Coriat, que dice inspirarse en Lovecraft, busca "el contraste entre la oscuridad y la luz en sus pinturas" y emplea los más diversos materiales y procedimientos artísticos para expresar su idea del universo y de la evolución humana.
Los mundos imaginados por Coriat se plasman en series de dibujos, de manera que cada uno se incluye en el siguiente a modo de punto. Es necesaria una lupa para apreciar los trazos milimétricos de estos universos fantásticos que se introducen en otro dibujo, como si hubiesen sido devorados por éste.
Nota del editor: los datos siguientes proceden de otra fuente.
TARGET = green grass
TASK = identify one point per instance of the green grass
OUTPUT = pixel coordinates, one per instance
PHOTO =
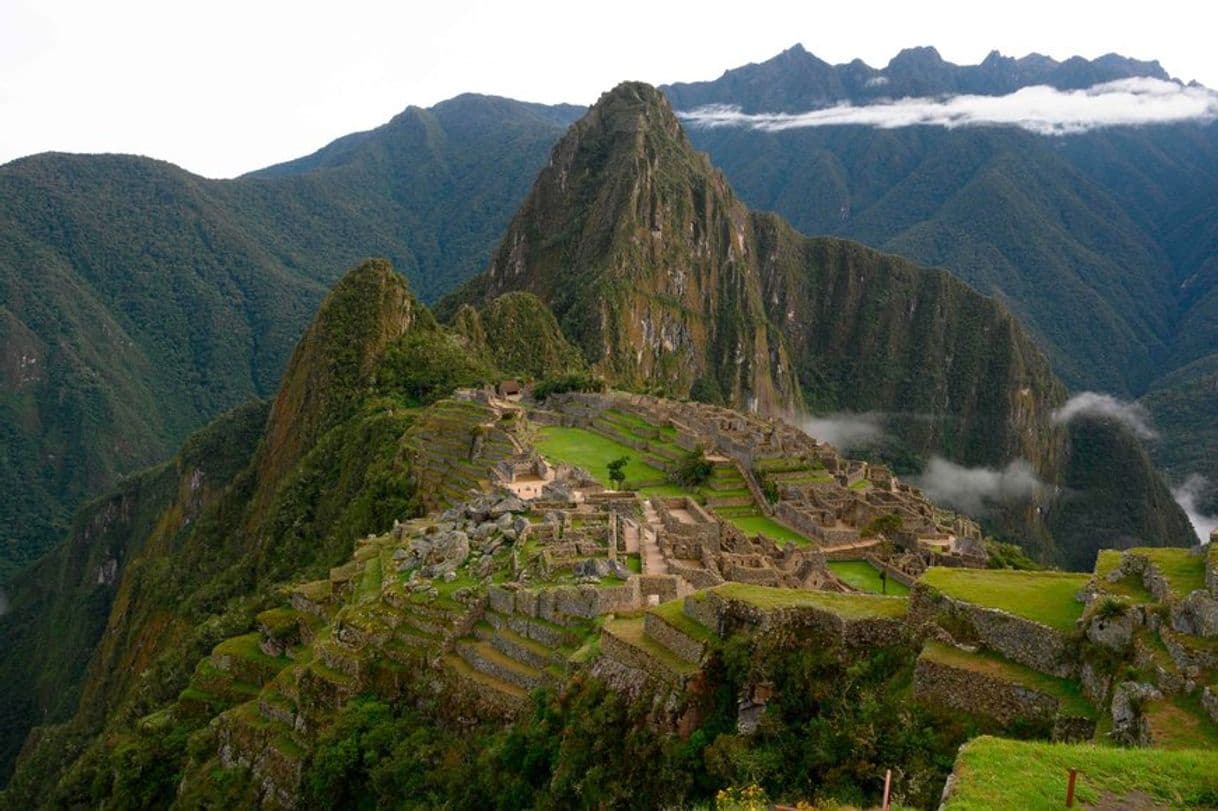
(1182, 722)
(999, 773)
(861, 575)
(1130, 586)
(630, 630)
(1045, 597)
(593, 452)
(854, 607)
(246, 647)
(1184, 571)
(766, 526)
(1065, 691)
(674, 614)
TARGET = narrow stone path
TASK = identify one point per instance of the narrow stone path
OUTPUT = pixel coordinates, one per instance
(653, 560)
(630, 533)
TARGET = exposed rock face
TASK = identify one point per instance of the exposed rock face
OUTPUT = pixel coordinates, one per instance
(439, 554)
(1020, 639)
(1115, 632)
(1129, 726)
(665, 280)
(647, 258)
(1196, 614)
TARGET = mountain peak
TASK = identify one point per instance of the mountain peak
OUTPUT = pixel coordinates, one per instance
(921, 55)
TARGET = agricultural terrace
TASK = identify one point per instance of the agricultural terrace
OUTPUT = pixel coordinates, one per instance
(861, 575)
(1045, 597)
(1000, 773)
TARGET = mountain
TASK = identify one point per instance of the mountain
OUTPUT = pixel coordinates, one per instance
(1101, 242)
(361, 436)
(138, 301)
(269, 492)
(797, 80)
(668, 283)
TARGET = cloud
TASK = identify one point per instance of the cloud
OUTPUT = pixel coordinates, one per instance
(977, 490)
(1186, 496)
(1090, 403)
(1040, 108)
(844, 431)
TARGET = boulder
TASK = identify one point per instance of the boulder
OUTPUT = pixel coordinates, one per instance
(1196, 614)
(1129, 725)
(1112, 632)
(508, 504)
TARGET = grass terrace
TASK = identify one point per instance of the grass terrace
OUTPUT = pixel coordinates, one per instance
(861, 575)
(1183, 570)
(674, 614)
(593, 452)
(851, 607)
(1000, 773)
(766, 526)
(1045, 597)
(1129, 587)
(1065, 691)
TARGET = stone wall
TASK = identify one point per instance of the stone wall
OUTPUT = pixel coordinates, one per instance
(663, 586)
(636, 659)
(672, 638)
(995, 698)
(1020, 639)
(799, 625)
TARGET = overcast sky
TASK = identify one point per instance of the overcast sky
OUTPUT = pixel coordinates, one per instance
(224, 87)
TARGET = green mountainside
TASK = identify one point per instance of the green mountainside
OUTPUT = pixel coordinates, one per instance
(138, 301)
(1102, 242)
(669, 284)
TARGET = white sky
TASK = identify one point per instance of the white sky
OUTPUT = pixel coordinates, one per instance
(225, 87)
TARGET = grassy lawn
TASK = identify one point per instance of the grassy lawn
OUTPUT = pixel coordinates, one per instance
(674, 614)
(1182, 722)
(1130, 586)
(862, 575)
(1184, 571)
(1065, 691)
(593, 453)
(999, 773)
(847, 605)
(766, 526)
(1045, 597)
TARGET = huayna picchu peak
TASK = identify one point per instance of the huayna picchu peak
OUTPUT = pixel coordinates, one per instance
(415, 543)
(724, 445)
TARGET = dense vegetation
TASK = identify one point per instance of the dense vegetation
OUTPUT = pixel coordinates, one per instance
(1102, 242)
(668, 284)
(139, 301)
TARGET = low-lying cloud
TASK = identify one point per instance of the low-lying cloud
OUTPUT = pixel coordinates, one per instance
(845, 431)
(977, 491)
(1188, 496)
(1040, 108)
(1090, 403)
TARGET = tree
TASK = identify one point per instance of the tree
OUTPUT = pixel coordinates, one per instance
(618, 471)
(693, 470)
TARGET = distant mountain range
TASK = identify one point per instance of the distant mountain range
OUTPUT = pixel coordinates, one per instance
(138, 301)
(797, 80)
(1104, 242)
(630, 262)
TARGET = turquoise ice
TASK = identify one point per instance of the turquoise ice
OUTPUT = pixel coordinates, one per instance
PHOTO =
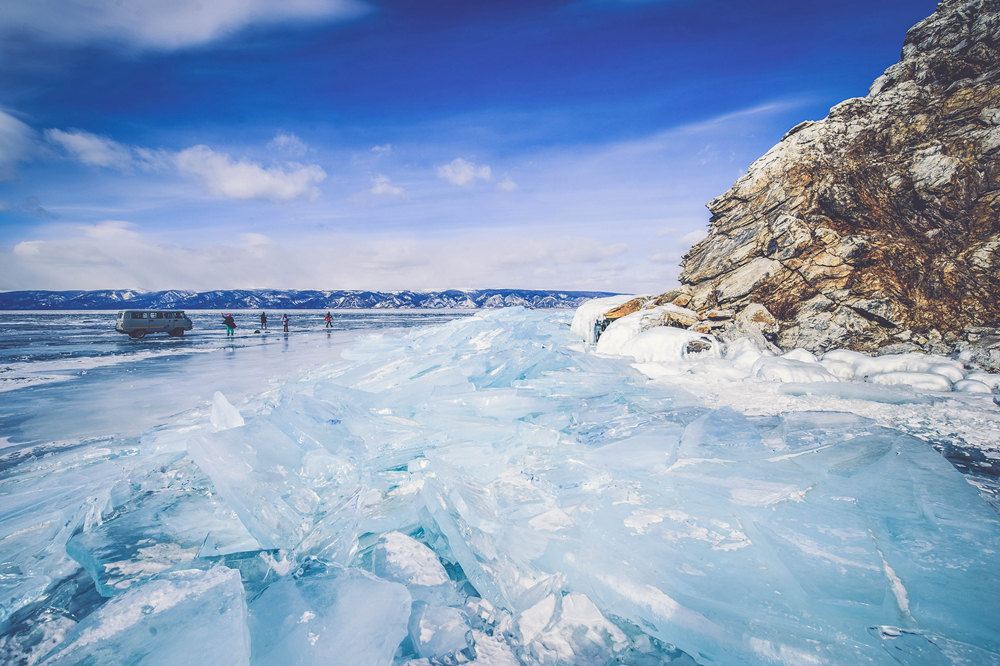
(490, 489)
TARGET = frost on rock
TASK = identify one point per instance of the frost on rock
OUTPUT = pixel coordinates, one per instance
(483, 492)
(587, 315)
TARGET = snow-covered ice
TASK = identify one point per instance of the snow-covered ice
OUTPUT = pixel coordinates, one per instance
(487, 490)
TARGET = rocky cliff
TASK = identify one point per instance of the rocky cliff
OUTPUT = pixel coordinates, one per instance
(879, 225)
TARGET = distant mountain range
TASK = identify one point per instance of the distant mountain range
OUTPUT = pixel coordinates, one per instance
(290, 299)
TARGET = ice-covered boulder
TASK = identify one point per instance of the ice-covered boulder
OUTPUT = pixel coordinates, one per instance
(616, 339)
(405, 560)
(785, 369)
(971, 386)
(927, 381)
(665, 344)
(439, 632)
(564, 629)
(587, 315)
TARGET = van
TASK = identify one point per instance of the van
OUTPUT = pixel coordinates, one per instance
(137, 323)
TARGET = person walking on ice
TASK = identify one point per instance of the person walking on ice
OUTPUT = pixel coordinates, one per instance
(227, 319)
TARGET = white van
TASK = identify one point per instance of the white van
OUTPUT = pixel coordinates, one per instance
(137, 323)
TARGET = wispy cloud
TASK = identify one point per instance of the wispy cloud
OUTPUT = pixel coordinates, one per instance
(463, 173)
(118, 254)
(382, 186)
(91, 149)
(162, 25)
(16, 140)
(217, 172)
(507, 185)
(288, 144)
(224, 176)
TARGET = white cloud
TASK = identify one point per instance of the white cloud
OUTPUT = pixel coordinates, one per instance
(506, 185)
(162, 25)
(117, 254)
(382, 186)
(15, 143)
(223, 176)
(461, 172)
(288, 144)
(218, 173)
(91, 149)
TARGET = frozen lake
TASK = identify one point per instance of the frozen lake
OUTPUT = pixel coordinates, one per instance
(485, 490)
(70, 375)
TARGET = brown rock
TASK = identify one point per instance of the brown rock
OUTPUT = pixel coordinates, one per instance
(882, 218)
(626, 308)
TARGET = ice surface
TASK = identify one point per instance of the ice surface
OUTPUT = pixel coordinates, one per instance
(347, 617)
(484, 490)
(181, 618)
(224, 414)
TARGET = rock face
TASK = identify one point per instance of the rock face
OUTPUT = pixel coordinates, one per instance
(881, 223)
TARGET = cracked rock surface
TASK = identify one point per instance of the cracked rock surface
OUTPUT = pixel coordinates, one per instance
(880, 224)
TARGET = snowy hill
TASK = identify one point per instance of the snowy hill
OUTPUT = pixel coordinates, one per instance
(290, 299)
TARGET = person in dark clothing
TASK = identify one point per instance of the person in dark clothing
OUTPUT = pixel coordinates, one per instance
(230, 323)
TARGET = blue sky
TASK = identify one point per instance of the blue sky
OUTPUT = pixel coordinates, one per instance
(392, 145)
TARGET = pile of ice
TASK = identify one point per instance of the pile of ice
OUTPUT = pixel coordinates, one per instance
(481, 492)
(676, 350)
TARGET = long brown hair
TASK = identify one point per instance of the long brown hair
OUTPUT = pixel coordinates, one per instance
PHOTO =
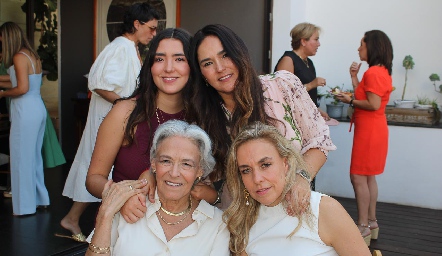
(248, 95)
(13, 40)
(146, 91)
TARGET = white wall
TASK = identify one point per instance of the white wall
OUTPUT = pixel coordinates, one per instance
(412, 25)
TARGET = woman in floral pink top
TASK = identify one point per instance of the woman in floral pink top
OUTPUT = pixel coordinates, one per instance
(228, 93)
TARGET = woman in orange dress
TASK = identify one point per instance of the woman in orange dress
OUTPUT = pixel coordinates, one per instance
(370, 143)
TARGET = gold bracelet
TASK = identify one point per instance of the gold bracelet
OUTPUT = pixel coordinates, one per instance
(99, 250)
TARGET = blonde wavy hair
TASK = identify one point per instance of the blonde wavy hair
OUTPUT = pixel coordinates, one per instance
(302, 31)
(240, 217)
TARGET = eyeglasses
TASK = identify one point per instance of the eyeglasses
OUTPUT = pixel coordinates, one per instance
(152, 29)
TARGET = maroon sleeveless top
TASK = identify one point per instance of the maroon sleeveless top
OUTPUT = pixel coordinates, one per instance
(132, 160)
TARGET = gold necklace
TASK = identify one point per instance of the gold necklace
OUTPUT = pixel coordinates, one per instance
(179, 213)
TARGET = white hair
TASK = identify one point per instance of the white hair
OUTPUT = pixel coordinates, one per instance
(190, 131)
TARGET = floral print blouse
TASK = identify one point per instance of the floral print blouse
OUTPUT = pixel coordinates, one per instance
(288, 101)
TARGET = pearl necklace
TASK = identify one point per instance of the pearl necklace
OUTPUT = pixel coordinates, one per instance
(181, 213)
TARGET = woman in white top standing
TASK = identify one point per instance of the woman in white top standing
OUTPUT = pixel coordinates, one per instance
(112, 76)
(261, 168)
(28, 115)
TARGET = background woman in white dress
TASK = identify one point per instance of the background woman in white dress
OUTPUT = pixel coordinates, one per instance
(112, 76)
(261, 168)
(28, 115)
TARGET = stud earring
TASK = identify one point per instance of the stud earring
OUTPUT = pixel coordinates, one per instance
(246, 195)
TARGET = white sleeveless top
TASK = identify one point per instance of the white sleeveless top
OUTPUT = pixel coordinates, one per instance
(269, 234)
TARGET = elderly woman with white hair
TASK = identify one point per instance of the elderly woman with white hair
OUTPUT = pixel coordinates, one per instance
(176, 223)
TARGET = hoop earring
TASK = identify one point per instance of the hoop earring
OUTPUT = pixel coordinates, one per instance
(246, 195)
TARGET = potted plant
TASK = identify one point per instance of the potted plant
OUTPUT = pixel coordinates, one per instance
(408, 64)
(335, 108)
(433, 78)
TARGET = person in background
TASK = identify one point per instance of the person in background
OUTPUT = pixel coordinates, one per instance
(370, 142)
(261, 168)
(27, 115)
(176, 223)
(305, 43)
(112, 76)
(163, 94)
(229, 94)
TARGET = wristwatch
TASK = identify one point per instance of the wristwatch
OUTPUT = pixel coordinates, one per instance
(303, 173)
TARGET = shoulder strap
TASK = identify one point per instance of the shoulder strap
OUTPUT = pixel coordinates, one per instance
(33, 68)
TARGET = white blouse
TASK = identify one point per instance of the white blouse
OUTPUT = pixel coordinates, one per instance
(269, 235)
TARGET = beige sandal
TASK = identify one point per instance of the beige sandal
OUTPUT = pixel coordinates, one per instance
(374, 231)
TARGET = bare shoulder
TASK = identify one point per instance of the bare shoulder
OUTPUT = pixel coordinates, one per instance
(286, 63)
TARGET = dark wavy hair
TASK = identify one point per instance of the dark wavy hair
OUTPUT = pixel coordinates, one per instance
(146, 91)
(143, 12)
(379, 49)
(248, 95)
Estos mundos, que se meten unos dentro de otros como muñecas rusas, le sirven a Coriat para expresar dos conceptos básicos. Uno de ellos es el hecho de que "el universo está conformado por pequeñas unidades que se organizan en sistemas más amplios". La otra idea que pretende expresar este artista polifacético pertenece al ámbito de la psicología y del existencialismo, se trata de que "cuando tenemos un problema, tenemos que analizarlo desde un punto de vista global para hacerlo más pequeño y encontrarle una solución. Se trata de volver al pasado y ver de dónde procede", comenta el artista francés.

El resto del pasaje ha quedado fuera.